Active sorting of particles as an illustration of the Gibbs mixing paradox

TL;DR

This paper explores how limited discrimination accuracy in sorting devices affects particle separation, demonstrating that out-of-equilibrium processes can improve sorting performance and resolve the Gibbs mixing paradox.

Contribution

It introduces models of sorting devices with imperfect discrimination, analyzing their performance and energy trade-offs, and shows how increasing particle similarity impacts the work needed for sorting.

Findings

Out-of-equilibrium sorting can enhance performance.

Trade-offs exist between sorting time and energy dissipation.

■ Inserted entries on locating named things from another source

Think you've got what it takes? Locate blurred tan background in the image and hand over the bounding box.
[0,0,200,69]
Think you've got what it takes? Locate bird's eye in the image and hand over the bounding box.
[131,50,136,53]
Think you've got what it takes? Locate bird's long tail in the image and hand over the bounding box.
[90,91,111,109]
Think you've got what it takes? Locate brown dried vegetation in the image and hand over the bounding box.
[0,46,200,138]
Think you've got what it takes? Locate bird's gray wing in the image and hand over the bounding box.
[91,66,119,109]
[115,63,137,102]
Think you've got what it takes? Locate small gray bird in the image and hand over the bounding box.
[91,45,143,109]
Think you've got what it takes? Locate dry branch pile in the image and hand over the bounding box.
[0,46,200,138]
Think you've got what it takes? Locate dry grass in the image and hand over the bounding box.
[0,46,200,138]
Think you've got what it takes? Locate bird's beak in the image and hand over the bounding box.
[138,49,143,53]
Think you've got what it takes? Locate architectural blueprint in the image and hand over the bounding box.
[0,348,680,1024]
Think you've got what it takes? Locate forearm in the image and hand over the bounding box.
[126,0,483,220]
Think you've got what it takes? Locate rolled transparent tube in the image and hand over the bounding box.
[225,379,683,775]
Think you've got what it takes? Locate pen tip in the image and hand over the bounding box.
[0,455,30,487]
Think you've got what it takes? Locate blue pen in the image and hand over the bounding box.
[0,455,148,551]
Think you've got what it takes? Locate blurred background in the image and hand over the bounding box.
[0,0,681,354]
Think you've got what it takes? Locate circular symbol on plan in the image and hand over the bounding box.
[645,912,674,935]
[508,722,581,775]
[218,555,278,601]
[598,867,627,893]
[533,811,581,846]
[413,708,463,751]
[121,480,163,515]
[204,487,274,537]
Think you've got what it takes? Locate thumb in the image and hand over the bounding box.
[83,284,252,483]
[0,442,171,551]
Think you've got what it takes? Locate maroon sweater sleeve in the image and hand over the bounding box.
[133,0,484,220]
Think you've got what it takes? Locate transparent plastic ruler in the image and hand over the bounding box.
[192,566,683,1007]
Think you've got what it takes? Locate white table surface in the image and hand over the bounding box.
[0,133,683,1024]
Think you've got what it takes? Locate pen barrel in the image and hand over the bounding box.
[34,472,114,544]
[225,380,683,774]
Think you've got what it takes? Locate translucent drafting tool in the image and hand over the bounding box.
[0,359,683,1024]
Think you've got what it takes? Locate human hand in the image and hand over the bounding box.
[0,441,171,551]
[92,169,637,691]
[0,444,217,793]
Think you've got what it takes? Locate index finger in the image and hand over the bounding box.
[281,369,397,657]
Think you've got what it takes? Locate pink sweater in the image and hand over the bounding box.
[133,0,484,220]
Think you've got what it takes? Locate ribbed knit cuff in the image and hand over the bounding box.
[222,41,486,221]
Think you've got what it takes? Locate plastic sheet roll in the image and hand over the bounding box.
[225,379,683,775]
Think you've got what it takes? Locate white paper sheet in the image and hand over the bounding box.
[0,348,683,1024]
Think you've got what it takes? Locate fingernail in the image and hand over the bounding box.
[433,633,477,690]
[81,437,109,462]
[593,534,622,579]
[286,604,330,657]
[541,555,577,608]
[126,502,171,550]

Increasing particle similarity raises the work required, resolving the paradox.

Abstract

The Gibbs Mixing Paradox is a conceptual touchstone for understanding mixtures in statistical mechanics. While debates over the theoretical subtleties of particle distinguishability continue to this day, we seek to extend the discussion in another direction by considering devices which can only distinguish particles with limited accuracy. We introduce two illustrative models of sorting devices which are designed to separate a binary mixture, but which sometimes make mistakes. In the first model, discrimination between particle types is passive and sorting is driven, while the second model is based on an active proofreading network, where both discrimination and sorting have a tunable active component. We show that the performance of these devices may be enhanced out of equilibrium, and we further probe how the quality of particle sorting is maintained by trade-offs between the time taken and the energy dissipated. Considering these examples, we demonstrate how increasing the similarity between particles gradually increases the work required to sort them, eliminating the paradox, while preserving the limits imposed by standard equilibrium statistical mechanics.